This article first appeared on n-tv.de
In the fight against climate change, the search for CO?-free energy suppliers is currently one of the most urgent tasks facing humanity. A new study now shows one approach: it could change the way we generate energy from sunlight. A research team from the University of Cambridge, the University of Rostock and the Ruhr University Bochum investigated the process of photosynthesis in plants. They found a possible way of using natural reaction accelerators, so-called photosystems, to develop biological solar cells. The study was published in the renowned journal “Nature”.
According to a statement by the Ruhr University, this “breakthrough” calls into question the previous model for the basic functioning of photosynthesis. Until now, it was assumed that the photo systems would inevitably have to show high energy losses due to their construction principle – at the end of the process, depending on the organism, less than one percent of the original light energy is chemically bound. According to the researchers, however, the new study was able to show that the high losses during photosynthesis could in principle be avoided.

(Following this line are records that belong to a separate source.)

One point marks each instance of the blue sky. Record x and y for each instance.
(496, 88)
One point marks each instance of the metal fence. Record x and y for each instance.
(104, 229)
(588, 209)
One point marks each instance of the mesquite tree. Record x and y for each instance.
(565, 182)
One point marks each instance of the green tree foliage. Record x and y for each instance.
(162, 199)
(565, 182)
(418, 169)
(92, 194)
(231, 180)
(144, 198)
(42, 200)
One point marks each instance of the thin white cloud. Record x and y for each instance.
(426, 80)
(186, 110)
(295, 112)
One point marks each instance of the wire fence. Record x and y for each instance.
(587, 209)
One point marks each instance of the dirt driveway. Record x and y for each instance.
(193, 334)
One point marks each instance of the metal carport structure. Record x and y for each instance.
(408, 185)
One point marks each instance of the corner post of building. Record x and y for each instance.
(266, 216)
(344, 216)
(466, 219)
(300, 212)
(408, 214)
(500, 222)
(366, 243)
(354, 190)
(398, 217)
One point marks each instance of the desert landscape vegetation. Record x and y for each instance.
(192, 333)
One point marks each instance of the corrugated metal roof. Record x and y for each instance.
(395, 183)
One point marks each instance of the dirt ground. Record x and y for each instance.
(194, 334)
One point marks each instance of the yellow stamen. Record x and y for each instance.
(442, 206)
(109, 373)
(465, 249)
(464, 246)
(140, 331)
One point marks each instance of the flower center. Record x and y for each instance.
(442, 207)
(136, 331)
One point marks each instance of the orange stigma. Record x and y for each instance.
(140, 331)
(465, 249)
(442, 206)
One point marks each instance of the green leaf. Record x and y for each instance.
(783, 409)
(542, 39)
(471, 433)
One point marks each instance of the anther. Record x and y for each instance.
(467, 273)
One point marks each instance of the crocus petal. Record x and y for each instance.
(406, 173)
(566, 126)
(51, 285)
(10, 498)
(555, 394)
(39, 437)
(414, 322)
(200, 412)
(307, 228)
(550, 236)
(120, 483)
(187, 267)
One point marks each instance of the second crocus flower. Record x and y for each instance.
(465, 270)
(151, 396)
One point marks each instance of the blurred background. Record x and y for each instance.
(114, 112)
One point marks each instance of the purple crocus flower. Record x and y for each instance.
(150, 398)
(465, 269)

The highlight: the scientists succeeded for the first time in extracting electrons directly from the initial stages of photosynthesis. “Our results enable completely new concepts for the design of biological solar cells, which – at least theoretically – could significantly improve efficiency,” said Marc Nowaczyk, head of the Chair of Biochemistry at the University of Rostock and co-author of the study, according to the release.
Biological reaction accelerators, called enzymes, are already an integral part of everyday life. They are used, for example, as additives in detergents, refine foods or are used in large-scale processes to produce medicines or raw materials for the chemical industry. In contrast to chemical catalysts, they only react with specific substances and thus produce very targeted products. Furthermore, biological reaction accelerators do not require any precious metals or other rare raw materials.
“In nature, solutions have always prevailed that are not limited by the availability of raw materials,” says Nowaczyk. The findings are now to be used to develop innovative hybrid systems that use biological catalysts and light energy to generate hydrogen as an energy carrier. But the scientist also emphasizes: “It is still a long way to go before this is actually used in practice and further research is required.”